2 Replies Latest reply on Feb 26, 2014 10:19 AM by rhauch

    Connector and children refresh operation

    dr_nickson

      We're trying to make modeshape not to call connector's getChildren operation for a specific nodes (or do it in rare cases). (ModeShape 3.7)

       

      The situation is following:

      We're using CmisConnector to access external CMIS repository.

      External CMIS repo has one folder with lots of documents (possibly million(s)). The contents of this folder rarely browsed. It is mostly used for putting (creation) documents inside.

      Reading of those external documents make modeshape's performance degrade or blocks it from start when indexing is ON.

       

      In order to improve performance we made connector to return node's (folder's) children as paged list. Also specified PageWriter.UNKNOWN_TOTAL_SIZE for children size to make modeshape use getChildReference when appropriate instead of getChildren operation.

       

      But for some cases like document creation getChildren is called anyways and walks through all the pages until gets to the end. This is caused for example with LazyCachedNode.getChildReferences().getChildCount(name) operation when SNS is being checked before actual node creation. This action takes much time which increases with number of items.

       

      So the question:

      Is there any way to make modeshape not to call getChildren or minimize the frequency of these calls ?

       

      Note: We cannot define external folder as empty as in this case after document is created or queried modeshape will fail with error stating that parent has no reference to it's child. Parent (folder) must still be able to provide it's children for reference validation.

       

      Also is it possible to delegate some logic related to children processing to a connector eg. getChildCount(name) for SNS check? So the there will be no necessity to read nodes children completely while connector may do optimized query call for a specified name.

       

      Thanks in advance

        • 1. Re: Connector and children refresh operation
          hchiorean

          The logic behind the getChildren() calls is dictated by the JCR spec (e.g. SNS counting), so there isn't a way to turn that off (nor is it desired IMO).

           

          However, in the case of external nodes we can look into optimizing the calls which, in the case of pages of children, load each page (like getChildCount(name)). One thing we can try is what you suggested - delegate these calls to the connector implementation. Please feel free to log an enhancement request describing this case.

           

          Note: We cannot define external folder as empty as in this case after document is created or queried modeshape will fail with error stating that parent has no reference to it's child. Parent (folder) must still be able to provide it's children for reference validation.


          Not sure I understand what you mean by this.

          • 2. Re: Connector and children refresh operation
            rhauch

            But for some cases like document creation getChildren is called anyways and walks through all the pages until gets to the end.

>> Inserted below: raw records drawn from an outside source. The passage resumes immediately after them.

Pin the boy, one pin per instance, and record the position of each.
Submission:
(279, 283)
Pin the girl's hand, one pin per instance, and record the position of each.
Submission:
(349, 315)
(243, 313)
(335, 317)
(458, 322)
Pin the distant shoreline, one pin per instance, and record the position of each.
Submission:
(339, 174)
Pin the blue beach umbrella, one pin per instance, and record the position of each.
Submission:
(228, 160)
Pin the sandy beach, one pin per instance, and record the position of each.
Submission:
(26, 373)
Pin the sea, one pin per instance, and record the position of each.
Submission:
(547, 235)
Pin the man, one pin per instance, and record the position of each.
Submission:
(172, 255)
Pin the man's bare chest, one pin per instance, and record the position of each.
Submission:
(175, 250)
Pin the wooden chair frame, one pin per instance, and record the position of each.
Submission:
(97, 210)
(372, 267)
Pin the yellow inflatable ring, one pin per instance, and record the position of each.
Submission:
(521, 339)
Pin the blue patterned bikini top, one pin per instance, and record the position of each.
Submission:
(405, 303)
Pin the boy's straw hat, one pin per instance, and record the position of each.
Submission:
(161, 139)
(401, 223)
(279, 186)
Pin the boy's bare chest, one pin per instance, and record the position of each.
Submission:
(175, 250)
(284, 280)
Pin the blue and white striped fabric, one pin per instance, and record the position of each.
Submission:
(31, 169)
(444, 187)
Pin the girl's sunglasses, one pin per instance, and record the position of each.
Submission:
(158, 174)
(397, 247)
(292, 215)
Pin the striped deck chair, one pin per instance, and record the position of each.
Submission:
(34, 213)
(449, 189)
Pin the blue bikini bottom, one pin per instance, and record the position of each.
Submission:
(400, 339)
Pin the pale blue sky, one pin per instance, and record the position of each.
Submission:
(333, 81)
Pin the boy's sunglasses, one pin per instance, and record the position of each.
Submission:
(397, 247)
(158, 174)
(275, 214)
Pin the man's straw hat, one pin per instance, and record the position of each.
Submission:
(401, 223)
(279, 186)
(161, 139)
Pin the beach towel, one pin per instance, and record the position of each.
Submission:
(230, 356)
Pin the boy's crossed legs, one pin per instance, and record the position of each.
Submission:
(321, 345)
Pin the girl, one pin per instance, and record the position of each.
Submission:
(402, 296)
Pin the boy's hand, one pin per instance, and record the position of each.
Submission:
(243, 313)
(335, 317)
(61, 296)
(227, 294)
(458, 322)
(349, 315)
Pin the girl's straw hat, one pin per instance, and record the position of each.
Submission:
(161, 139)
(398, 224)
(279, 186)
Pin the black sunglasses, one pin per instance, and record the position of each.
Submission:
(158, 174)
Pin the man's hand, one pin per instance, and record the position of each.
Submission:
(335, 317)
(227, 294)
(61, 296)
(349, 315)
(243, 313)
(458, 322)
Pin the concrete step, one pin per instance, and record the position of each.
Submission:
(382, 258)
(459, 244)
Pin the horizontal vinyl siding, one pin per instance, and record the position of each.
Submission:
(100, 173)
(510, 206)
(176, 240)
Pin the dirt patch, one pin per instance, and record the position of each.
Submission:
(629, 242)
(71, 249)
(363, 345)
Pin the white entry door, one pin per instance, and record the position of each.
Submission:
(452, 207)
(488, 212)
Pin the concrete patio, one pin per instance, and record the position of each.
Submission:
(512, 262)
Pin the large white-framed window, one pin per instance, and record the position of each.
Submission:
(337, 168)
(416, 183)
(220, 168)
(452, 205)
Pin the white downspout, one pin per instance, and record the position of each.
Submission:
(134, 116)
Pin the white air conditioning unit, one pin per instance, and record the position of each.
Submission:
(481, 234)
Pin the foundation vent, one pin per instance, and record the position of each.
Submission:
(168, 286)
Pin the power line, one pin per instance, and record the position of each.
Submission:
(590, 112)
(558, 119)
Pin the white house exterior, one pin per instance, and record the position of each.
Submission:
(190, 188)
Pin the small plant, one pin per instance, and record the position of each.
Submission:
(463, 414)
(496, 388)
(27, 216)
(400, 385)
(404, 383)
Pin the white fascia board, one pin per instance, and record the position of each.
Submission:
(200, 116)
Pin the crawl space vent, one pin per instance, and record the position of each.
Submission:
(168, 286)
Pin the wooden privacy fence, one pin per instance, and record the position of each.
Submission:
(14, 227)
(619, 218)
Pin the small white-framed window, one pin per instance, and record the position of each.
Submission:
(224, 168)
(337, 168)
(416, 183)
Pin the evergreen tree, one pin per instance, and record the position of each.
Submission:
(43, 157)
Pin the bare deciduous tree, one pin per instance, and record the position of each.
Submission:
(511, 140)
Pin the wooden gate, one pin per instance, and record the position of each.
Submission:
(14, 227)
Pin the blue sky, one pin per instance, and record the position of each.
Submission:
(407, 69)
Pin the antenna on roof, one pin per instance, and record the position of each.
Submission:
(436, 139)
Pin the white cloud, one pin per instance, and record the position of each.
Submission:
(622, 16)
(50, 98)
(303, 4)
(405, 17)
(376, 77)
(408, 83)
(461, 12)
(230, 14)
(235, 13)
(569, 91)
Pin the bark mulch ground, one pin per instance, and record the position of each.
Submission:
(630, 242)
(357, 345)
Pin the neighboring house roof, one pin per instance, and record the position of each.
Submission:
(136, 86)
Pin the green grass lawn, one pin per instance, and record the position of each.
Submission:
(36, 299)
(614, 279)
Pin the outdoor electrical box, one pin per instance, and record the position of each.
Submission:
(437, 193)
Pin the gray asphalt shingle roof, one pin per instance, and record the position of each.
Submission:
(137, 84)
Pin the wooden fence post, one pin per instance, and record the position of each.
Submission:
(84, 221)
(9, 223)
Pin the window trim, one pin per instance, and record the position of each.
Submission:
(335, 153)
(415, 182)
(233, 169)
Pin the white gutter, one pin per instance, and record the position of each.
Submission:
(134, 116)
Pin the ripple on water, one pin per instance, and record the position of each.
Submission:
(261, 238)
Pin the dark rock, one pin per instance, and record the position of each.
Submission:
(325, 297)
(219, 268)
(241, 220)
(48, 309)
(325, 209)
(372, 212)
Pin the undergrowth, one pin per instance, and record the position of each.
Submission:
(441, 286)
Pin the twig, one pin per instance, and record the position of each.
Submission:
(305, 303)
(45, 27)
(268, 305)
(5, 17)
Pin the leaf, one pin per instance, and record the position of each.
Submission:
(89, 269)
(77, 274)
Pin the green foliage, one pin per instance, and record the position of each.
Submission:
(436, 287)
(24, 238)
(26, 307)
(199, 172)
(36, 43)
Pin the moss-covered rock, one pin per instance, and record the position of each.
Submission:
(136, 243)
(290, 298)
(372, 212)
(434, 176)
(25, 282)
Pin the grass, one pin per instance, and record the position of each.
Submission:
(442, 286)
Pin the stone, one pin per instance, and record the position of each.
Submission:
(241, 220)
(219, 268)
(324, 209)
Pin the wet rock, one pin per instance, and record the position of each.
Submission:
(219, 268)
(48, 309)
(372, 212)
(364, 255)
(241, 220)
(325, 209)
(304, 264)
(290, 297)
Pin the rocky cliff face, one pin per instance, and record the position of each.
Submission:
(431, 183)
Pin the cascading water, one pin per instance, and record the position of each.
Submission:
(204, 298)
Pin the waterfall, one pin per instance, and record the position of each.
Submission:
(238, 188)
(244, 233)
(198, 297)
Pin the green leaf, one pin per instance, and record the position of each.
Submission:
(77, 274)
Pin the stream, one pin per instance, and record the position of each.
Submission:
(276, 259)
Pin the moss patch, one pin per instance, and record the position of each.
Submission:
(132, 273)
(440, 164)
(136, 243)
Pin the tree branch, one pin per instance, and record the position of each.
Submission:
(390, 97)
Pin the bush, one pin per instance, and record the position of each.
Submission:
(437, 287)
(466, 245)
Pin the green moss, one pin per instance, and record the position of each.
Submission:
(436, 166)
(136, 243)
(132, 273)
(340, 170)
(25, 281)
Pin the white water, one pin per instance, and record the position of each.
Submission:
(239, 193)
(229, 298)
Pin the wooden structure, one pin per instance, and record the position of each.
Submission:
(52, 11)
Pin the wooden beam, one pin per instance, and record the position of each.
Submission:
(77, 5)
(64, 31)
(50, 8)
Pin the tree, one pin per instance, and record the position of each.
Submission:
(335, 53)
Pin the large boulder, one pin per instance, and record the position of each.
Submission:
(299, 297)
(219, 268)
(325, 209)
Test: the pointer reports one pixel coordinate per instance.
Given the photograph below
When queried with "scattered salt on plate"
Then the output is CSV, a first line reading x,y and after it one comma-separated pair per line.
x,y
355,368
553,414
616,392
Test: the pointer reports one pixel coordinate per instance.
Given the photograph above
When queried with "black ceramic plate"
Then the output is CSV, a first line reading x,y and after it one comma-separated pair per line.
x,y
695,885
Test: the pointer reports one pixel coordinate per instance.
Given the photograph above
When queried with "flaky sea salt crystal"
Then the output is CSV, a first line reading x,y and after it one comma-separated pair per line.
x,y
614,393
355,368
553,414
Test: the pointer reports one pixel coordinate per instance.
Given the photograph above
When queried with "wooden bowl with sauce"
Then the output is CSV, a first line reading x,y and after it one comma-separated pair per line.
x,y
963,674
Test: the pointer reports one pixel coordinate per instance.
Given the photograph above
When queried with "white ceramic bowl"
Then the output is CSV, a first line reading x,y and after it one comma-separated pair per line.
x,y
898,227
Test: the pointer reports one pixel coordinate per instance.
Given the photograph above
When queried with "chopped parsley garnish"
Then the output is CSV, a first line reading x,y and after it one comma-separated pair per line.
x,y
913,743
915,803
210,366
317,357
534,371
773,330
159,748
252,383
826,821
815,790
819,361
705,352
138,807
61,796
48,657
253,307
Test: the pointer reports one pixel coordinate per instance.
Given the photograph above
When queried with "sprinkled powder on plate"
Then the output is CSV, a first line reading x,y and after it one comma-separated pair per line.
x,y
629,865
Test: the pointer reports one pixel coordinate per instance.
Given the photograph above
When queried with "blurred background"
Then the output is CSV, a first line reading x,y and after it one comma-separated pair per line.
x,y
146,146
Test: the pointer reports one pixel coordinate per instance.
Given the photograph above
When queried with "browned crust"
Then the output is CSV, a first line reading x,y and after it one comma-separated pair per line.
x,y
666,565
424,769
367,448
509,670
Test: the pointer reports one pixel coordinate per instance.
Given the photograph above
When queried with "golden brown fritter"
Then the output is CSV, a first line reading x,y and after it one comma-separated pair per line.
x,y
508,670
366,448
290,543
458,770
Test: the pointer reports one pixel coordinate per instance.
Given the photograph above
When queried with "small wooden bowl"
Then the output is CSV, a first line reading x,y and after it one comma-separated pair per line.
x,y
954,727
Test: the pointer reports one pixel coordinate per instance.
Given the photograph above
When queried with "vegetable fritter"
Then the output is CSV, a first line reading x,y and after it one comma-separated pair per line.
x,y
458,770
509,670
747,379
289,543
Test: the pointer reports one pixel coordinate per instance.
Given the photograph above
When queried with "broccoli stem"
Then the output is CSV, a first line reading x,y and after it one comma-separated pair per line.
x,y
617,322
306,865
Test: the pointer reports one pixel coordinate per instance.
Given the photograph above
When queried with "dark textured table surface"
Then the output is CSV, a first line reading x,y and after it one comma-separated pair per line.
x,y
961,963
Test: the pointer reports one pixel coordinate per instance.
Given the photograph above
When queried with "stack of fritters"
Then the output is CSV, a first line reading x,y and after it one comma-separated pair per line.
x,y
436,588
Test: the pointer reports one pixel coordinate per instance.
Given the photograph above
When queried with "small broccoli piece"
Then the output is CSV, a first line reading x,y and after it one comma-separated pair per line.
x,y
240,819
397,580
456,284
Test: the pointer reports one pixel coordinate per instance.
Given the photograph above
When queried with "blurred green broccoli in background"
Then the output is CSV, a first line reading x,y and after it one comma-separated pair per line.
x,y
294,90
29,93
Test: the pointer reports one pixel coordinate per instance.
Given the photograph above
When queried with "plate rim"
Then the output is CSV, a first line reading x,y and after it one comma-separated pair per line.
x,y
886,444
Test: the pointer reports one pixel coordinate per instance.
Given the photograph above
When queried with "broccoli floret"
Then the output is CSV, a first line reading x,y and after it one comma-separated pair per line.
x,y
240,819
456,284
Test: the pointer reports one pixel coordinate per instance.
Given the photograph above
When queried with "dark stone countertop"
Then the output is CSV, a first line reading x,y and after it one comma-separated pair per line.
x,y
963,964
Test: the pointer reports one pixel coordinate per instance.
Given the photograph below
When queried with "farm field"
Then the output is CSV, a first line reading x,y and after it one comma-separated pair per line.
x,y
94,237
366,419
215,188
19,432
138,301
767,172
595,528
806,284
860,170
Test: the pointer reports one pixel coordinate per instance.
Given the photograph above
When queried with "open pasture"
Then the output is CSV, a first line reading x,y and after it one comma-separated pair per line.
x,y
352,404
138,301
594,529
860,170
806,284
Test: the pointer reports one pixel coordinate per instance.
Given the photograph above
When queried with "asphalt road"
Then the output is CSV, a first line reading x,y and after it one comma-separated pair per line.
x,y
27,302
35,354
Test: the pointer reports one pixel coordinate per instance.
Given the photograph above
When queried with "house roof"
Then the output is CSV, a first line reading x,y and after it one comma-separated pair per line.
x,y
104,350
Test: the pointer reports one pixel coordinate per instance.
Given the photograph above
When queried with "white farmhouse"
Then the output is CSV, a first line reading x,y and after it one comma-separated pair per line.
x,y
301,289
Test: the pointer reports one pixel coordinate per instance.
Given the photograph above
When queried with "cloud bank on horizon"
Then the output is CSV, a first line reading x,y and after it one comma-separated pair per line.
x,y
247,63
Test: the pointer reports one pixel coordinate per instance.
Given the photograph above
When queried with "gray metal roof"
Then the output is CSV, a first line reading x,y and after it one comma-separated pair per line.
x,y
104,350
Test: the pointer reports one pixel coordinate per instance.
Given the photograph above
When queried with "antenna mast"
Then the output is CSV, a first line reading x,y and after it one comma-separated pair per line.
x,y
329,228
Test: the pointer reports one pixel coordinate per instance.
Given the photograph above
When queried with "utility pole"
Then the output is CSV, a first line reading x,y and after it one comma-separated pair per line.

            So it sounds like you've made the CmisConnector implement Pageable, which is great.

             

            Also specified PageWriter.UNKNOWN_TOTAL_SIZE for children size to make modeshape use getChildReference when appropriate instead of getChildren operation.

             

            That is correct. If you look at the logic here and here, returning PageWriter.UNKNOWN_TOTAL_SIZE for children size will make ModeShape call directly to the connector for the child reference by key and parent key, and this would be faster than going through all the segments.

             

            But for some cases like document creation getChildren is called anyways and walks through all the pages until gets to the end. This is caused for example with LazyCachedNode.getChildReferences().getChildCount(name) operation when SNS is being checked before actual node creation. This action takes much time which increases with number of items.

             

            So the question:

            Is there any way to make modeshape not to call getChildren or minimize the frequency of these calls ?

             

            Yes, there may be a way to improve this, as Horia mentioned above. Unfortunately, pushing more of this logic down to the connector means breaking changes to the connector SPI. That's something that we can do in the 4.0 timeframe (our current release effort), but is something we try to avoid in minor releases (e.g., 3.x). In 4.0 it also would have to compete with our other very high-priority items. Any assistance here would be greatly appreciated.

             

            BTW, even though some of the methods seem like they are related to SNS, they aren't always used that way. For example, getting the number of children with a particular name does indeed allow us to make ModeShape behave properly with SNS, but it also allows us to find out whether there is a child with a given name (e.g., the method can return 0 or 1).

             

            In the meantime, one thing that you can try is to play with the sizes of your pages. Increasing the size of the pages and thus returning fewer pages will mean your app consumes more memory, but it will require fewer calls to the connector. We can't really say what that is, since it depends so much on your particular environment (hardware, available memory, CPU utilization, network latency, etc.), your CMIS source, your application, and of course your data.

             

            Also, can you add more detail in terms of the performance goals and actuals? How far off are you?